Peter Berk is president of PMZ Realty Capital LLC, a full-service real estate firm providing debt and equity for real estate projects—especially in the hospitality sector—on a nationwide basis. In these early days of the COVID-19 epidemic, Berk is fielding lots of calls from worried members of the hotel industry, and also hosted a webinar on the topic. Berk recently spoke to LODGING and shared his advice on weathering this storm for panic-stricken owners. In addition to handwashing, Berk stressed the importance of opening early communication with lenders and seeking guidance from trustworthy advisors and sources of information.
What are you saying to owners afraid of losing their properties now that travel is so drastically reduced?
We’re waiting for information now—things are changing by the hour—so while we figure things out, my job is mainly to offer reassurance. I tell them if they can’t make their mortgage payments or otherwise meet their obligations, they need to communicate with their lenders as soon as possible, perhaps try to come up with a short-term solution that shows good faith.
Hoteliers with portfolio loans—especially if they have taken out commercial mortgage-backed securities loans—should open such communication by first sending a letter explaining who they are and what their situation is. In addition to containing their property location and property ID number and their request to open a dialogue, this letter should provide support for their creditworthiness including a history of good payment; good guest satisfaction survey and quality scores; a good market position including demand generators; and a favorable STAR ranking.

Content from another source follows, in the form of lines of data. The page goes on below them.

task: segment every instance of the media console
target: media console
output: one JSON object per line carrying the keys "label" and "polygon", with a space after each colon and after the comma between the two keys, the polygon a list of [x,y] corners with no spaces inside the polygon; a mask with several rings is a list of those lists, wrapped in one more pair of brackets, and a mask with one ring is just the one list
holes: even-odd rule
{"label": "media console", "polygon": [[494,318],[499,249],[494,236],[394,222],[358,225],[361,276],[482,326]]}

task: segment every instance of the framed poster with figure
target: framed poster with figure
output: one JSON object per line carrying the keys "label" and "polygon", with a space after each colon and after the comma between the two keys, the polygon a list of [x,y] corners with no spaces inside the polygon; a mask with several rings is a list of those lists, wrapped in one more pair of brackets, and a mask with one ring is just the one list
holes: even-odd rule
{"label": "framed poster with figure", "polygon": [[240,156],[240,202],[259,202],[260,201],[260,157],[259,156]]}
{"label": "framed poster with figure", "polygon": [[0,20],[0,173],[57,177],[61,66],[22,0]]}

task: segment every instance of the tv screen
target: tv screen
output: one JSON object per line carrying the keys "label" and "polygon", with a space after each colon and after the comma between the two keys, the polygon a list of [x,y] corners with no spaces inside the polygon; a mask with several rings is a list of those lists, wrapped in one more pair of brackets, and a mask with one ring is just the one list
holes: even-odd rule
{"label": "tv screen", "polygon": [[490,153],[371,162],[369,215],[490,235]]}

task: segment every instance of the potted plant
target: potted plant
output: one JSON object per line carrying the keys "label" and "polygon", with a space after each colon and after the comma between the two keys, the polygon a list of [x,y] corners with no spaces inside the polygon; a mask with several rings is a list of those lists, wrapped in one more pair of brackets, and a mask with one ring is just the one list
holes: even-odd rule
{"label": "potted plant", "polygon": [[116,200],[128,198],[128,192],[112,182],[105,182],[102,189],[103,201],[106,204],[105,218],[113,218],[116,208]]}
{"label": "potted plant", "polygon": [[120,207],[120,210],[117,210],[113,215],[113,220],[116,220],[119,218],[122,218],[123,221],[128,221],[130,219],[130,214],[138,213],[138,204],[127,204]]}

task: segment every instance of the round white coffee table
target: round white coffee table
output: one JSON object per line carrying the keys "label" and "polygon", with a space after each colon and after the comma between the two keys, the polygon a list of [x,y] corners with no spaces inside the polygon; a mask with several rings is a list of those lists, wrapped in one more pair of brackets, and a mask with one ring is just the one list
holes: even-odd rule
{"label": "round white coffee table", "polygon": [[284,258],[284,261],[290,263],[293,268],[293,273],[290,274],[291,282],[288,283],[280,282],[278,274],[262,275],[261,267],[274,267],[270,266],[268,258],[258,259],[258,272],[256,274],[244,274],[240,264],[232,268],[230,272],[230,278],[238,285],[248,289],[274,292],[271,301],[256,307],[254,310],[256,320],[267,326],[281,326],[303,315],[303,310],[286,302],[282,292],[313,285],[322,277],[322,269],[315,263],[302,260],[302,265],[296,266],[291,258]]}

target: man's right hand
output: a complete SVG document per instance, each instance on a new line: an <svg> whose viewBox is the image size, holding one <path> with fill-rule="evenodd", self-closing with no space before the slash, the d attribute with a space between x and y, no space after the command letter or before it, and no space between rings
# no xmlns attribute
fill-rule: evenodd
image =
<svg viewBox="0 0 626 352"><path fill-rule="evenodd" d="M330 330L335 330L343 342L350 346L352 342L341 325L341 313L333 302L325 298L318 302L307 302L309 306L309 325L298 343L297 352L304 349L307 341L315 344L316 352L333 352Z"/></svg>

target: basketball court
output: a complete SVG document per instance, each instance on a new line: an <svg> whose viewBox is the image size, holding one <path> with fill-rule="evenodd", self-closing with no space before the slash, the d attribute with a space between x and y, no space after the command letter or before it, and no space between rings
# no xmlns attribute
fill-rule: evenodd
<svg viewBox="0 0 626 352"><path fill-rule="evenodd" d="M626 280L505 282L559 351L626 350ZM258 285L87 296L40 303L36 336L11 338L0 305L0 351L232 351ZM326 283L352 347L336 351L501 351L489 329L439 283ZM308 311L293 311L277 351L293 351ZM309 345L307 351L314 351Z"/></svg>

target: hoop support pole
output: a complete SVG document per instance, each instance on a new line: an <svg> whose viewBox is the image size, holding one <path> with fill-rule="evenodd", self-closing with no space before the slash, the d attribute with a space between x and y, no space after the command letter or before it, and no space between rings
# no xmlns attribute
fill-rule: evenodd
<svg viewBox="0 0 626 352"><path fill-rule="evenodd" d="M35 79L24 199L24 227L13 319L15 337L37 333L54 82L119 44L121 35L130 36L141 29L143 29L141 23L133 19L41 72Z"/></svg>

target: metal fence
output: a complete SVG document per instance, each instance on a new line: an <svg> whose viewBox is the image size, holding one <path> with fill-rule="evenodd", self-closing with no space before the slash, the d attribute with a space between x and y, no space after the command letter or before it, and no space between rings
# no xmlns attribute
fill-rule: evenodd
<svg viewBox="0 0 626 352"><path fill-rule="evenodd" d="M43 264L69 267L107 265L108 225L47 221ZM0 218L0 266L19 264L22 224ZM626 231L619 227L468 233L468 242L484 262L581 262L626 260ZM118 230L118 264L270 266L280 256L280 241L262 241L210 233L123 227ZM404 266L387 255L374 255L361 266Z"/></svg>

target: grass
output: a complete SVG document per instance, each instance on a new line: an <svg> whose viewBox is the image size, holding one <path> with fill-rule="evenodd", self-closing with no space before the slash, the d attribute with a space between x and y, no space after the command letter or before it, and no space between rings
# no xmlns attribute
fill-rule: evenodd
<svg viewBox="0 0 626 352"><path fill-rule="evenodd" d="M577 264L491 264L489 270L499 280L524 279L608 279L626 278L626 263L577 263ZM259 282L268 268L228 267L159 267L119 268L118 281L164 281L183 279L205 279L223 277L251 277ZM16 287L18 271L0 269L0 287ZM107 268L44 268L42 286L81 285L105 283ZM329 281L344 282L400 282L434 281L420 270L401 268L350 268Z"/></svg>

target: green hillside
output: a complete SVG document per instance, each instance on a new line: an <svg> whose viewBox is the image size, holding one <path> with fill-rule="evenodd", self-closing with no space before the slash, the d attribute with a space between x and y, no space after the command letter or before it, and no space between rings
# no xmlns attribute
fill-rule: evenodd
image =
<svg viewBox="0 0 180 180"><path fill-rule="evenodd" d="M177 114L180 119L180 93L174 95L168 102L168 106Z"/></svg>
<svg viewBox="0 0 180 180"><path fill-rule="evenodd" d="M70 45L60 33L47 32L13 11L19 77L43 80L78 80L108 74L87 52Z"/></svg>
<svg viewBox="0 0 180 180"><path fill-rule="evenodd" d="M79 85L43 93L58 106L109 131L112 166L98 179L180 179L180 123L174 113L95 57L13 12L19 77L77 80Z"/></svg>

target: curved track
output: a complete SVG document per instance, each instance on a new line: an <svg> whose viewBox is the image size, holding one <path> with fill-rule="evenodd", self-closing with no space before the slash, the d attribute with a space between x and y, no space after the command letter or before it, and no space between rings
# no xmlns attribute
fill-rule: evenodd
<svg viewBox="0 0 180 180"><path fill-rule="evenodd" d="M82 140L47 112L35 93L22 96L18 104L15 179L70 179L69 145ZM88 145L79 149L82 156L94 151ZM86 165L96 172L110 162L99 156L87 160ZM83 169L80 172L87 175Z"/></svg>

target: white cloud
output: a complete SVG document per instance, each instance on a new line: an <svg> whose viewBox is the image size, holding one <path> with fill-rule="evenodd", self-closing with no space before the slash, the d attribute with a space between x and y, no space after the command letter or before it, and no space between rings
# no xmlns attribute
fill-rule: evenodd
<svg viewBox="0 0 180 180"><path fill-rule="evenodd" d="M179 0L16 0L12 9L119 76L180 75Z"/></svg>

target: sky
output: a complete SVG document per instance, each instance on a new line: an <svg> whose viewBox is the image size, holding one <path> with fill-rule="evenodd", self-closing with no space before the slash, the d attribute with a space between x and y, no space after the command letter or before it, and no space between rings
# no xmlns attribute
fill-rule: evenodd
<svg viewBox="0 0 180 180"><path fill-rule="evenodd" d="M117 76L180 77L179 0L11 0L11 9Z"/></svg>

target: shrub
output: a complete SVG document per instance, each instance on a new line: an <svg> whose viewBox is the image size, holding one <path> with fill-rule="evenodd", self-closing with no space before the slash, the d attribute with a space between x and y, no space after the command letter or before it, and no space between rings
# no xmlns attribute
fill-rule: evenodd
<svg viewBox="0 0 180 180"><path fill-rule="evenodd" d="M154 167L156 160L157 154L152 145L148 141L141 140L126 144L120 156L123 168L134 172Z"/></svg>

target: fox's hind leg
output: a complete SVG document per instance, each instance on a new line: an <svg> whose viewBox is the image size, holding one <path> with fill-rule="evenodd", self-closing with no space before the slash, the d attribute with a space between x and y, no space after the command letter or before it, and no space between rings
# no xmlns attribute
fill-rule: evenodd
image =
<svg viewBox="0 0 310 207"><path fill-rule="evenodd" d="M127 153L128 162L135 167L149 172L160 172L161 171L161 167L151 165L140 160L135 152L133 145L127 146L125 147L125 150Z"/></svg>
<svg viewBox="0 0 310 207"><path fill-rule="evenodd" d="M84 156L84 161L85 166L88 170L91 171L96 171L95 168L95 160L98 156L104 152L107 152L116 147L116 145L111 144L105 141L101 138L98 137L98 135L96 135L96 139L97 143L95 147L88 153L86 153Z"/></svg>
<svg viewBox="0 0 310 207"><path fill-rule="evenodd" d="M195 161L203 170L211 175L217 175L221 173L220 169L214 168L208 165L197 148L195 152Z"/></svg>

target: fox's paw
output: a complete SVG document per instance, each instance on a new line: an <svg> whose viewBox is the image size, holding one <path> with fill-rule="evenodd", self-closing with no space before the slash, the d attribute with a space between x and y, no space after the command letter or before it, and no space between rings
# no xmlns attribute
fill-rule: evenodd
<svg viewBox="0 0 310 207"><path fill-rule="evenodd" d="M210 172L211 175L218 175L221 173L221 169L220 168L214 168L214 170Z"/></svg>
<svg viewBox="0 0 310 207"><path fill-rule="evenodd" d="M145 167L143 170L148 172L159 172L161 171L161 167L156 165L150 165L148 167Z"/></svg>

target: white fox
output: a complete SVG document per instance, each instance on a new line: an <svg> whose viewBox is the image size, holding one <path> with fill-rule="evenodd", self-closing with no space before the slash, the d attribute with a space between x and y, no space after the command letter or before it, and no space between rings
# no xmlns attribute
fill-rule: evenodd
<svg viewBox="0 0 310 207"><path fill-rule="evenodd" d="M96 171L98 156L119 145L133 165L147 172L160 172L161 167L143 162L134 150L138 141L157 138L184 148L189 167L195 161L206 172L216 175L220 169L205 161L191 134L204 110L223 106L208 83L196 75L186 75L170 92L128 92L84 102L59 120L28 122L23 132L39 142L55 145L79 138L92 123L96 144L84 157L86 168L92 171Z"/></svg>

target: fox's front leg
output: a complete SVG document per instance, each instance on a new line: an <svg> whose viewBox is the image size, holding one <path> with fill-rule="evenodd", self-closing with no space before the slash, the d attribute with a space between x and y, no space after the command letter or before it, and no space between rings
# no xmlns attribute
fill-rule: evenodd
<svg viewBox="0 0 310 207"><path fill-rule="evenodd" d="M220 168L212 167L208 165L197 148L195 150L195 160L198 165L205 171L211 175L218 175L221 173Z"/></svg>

I myself feel pretty confident that lenders wouldn’t go so far as to foreclose every struggling hotel in the United States; they may agree to defer some payments or take actions such put them in default for late payments or forbearance for three months.
What about lending—what’s happening on that side?
Although hotels will be able to take advantage of interest rates cut to nearly zero by the Fed, there’s no real lending going on right now while things are so uncertain. But the belief right now is that things will be better in the third and fourth quarters of this year.
Given that many expected at least a slight downturn in the industry after such a long period of record highs, why has this been such a hit?
You need to understand that hotel owners and developers are optimists; they not risk-averse, by nature. Building hotels requires a lot of risk. When we do cash-out loans with these entrepreneurs, they don’t put that money in the bank; they reinvest it in new hotels. So, they aren’t sitting on large reserves of cash. If they were conservative and concerned, they wouldn’t risk personally signing a $10 million construction loan and taking out $2-3 million to build another hotel. I myself would never do that. That’s why I’m not a developer.
What is your advice to those who are sweating now?
Other than “wash your hands”, I’d say, pay your mortgage if you can and arm yourself with information. A good strategy at this time—and for life in general—is to try to make sure there are no surprises. You need to communicate with your lender about your situation, but I suggest you first contact your lawyer to go over your loan documents to see what your rights are. And stay tuned for more information.
What news and information sources can hoteliers trust at a time like this?
I’d tell them to read reputable industry publications—like LODGING—and speak to people well established in the industry. They should definitely avoid those who contact them via blind email, for example, “consultants” offering services such as help in restructuring loans or offers of a forbearance. No one reacts that quickly; beware of scammers looking to make a quick buck. Just be careful, like you would in a personal situation.
What do you think is ahead for the industry?
My crystal ball says it’s going to be a rough April and May, but I see things starting to change in June. This virus is likely to be with us for a long time, but people will want to get back to their normal lives.